M. Snow : Est-ce que vous ne croyiez pas que vous avez de l’argent pour faire des films parce que vous racontez des histoires ?

M. Duras : On vous dira pourtant que ce que je fais ce n’est pas du cinéma. Mes films, ce sont des histoires sur des images proposées. Et c’est pour moi le cinéma. Il y a quarante ans que le cinéma a honte de la parole, comme il a honte d’être intelligent.

M. Snow : Ce n’est pas parce qu’il n’y a pas de mot qu’il ne peut pas être intelligent.

M. Duras : Quand le cinéma réduit l’histoire à une seule image, c’est une espèce de prise de pouvoir sur le spectateur. Je sais que ce n’est pas ce que vous faites.

M. Snow : Mais je pourrai faire un film avec seulement des mots.  Un à la fois, écrit sur l’écran. C’est une idée que j’ai. Vous y verrez peut-être une histoire, mais ce n’est pas ce qui m’intéresse.
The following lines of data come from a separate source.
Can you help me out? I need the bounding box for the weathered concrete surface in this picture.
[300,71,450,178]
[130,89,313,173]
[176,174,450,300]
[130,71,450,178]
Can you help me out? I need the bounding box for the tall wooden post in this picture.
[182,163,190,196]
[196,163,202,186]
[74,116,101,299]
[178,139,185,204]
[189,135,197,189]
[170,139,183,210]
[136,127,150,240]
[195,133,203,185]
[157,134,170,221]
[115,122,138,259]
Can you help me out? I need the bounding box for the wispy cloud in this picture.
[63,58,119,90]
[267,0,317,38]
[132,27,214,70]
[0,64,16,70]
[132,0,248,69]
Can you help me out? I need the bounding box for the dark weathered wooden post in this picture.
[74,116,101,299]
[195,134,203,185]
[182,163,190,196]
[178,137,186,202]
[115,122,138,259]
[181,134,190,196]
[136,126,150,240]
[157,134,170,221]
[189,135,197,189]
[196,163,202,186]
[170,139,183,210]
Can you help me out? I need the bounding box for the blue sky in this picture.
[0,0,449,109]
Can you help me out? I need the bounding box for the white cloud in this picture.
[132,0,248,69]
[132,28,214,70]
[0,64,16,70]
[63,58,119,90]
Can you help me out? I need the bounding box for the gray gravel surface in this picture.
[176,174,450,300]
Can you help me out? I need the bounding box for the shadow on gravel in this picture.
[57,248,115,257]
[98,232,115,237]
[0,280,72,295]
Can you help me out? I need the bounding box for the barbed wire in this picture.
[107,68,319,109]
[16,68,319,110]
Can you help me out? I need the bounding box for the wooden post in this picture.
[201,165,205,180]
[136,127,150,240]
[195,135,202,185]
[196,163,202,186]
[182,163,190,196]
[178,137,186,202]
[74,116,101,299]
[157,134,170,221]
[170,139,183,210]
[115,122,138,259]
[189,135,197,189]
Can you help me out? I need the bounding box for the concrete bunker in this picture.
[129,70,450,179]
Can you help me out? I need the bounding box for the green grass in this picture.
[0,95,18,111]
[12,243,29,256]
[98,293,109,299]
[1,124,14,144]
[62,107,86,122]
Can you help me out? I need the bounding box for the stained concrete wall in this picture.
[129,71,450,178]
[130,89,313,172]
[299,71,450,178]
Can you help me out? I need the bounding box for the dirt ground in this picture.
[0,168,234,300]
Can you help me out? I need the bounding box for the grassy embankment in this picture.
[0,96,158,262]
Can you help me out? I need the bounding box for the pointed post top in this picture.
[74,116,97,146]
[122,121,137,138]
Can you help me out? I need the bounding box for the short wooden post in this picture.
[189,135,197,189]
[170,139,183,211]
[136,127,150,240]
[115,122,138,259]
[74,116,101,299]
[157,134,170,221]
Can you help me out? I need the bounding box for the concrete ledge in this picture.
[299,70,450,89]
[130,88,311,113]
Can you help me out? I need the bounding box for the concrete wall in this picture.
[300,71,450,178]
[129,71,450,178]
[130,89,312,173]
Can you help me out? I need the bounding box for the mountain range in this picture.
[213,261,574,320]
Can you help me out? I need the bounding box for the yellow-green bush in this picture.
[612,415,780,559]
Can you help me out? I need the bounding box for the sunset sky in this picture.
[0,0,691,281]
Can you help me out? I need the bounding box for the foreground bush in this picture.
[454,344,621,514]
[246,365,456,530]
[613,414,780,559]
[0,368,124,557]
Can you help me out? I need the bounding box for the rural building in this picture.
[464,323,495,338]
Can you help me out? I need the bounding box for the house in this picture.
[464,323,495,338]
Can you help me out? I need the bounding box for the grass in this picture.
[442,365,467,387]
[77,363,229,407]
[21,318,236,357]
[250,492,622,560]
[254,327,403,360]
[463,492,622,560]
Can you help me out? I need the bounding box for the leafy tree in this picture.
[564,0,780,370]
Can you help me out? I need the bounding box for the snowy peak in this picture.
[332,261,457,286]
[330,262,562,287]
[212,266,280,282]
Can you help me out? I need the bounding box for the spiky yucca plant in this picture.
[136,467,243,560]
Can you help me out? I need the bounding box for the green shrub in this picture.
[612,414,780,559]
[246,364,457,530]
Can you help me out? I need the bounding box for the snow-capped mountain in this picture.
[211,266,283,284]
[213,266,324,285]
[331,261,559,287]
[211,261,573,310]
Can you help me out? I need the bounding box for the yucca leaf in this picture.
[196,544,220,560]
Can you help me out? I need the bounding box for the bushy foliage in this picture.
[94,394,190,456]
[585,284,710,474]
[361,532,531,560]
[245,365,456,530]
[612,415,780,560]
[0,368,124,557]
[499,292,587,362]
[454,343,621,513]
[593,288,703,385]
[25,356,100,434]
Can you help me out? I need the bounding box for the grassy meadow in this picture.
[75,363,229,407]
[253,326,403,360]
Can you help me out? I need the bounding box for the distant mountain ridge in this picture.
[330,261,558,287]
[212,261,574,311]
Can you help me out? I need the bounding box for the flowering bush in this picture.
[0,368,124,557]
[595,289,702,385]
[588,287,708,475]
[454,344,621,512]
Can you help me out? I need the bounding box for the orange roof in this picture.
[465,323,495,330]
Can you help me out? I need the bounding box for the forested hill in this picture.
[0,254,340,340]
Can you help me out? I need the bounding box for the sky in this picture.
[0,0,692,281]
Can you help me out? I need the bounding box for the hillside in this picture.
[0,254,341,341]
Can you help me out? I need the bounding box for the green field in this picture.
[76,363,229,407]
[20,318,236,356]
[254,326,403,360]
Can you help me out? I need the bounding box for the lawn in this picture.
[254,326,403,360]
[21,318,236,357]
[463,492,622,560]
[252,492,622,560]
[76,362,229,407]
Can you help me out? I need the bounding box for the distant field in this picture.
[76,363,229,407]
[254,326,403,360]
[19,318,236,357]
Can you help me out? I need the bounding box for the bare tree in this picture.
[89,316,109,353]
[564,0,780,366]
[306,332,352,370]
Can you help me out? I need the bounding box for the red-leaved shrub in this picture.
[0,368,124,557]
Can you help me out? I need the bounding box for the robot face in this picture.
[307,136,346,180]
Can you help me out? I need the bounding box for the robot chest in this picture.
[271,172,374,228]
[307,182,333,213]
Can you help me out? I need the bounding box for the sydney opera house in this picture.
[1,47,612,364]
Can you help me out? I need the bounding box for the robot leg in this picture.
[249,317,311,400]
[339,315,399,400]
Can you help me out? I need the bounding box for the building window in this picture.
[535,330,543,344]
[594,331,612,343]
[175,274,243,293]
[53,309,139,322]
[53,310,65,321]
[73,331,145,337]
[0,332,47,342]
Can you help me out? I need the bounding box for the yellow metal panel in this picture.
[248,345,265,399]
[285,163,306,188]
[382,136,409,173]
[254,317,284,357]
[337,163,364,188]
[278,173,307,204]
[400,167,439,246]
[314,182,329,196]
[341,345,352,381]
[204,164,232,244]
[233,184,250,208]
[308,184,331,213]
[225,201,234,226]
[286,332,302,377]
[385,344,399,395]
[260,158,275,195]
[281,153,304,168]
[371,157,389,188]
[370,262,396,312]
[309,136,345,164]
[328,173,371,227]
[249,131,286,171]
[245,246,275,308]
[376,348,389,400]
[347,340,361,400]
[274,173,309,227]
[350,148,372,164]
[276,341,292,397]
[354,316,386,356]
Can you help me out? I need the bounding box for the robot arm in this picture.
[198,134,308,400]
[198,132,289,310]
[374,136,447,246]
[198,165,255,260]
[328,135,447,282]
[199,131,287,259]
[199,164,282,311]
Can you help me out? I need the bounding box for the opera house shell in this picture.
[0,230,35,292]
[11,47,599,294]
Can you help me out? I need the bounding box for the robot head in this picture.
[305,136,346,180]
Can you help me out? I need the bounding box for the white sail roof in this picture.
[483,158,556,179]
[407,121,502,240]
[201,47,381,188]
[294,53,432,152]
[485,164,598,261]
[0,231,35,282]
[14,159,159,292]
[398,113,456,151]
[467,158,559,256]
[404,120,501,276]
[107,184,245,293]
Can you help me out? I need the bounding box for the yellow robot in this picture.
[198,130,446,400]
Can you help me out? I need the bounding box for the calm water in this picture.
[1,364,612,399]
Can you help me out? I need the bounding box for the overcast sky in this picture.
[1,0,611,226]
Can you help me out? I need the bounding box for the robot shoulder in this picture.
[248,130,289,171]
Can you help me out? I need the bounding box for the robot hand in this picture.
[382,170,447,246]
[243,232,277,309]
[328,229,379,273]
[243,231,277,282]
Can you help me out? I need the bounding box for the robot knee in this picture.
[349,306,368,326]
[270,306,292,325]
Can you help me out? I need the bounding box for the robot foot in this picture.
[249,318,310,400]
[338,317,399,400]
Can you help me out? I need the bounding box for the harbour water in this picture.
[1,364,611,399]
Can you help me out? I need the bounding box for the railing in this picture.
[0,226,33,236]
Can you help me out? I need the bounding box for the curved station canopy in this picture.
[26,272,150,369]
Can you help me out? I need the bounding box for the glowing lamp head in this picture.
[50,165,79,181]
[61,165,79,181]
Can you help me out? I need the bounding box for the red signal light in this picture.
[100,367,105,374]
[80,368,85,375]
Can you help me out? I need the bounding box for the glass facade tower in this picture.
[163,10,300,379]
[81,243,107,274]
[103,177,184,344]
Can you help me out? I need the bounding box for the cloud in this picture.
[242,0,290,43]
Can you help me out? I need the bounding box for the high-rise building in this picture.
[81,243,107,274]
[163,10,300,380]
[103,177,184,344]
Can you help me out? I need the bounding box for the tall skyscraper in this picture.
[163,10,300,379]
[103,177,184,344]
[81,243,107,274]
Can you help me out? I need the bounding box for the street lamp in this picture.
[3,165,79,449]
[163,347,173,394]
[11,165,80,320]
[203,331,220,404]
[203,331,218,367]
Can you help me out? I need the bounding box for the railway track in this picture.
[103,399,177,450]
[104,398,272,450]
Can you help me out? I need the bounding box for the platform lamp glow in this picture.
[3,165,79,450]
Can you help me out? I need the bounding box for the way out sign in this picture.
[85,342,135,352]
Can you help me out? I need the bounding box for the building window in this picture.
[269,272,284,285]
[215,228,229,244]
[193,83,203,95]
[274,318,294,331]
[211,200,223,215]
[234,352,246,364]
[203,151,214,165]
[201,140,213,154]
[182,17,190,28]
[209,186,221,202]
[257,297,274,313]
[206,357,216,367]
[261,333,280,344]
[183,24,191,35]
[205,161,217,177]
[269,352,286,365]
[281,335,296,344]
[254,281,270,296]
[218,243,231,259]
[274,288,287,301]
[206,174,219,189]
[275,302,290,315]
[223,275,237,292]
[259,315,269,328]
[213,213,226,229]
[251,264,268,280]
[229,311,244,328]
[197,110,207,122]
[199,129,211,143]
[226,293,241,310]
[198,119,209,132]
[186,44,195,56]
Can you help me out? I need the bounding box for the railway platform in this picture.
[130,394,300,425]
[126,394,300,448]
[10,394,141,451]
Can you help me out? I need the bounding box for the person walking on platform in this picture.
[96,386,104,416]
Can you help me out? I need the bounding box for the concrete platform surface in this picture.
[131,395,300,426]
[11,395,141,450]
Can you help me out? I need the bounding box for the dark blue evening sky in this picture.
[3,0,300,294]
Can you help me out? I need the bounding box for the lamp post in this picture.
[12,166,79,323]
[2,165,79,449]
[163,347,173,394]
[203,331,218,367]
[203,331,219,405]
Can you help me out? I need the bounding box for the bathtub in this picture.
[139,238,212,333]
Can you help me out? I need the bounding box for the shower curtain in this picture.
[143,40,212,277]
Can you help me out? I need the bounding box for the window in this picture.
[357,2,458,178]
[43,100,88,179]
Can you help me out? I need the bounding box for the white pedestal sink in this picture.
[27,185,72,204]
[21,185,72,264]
M. Duras : Et moi je pourrais faire un film où l’écran serait noir et où je raconterais. Je ne suis pas sûre que cela vous plaise.

M. Snow : Il faut voir — ou plutôt : il faut entendre ! (Il et elle rient.) Un film m’intéresse à partir du moment ou je peux me le représenter comme une sculpture, dont les matériaux seraient la lumière et le temps.

M. Duras : Je suis plutôt attachée au potentiel illimité du texte. A sa prolifération illimitée d’images.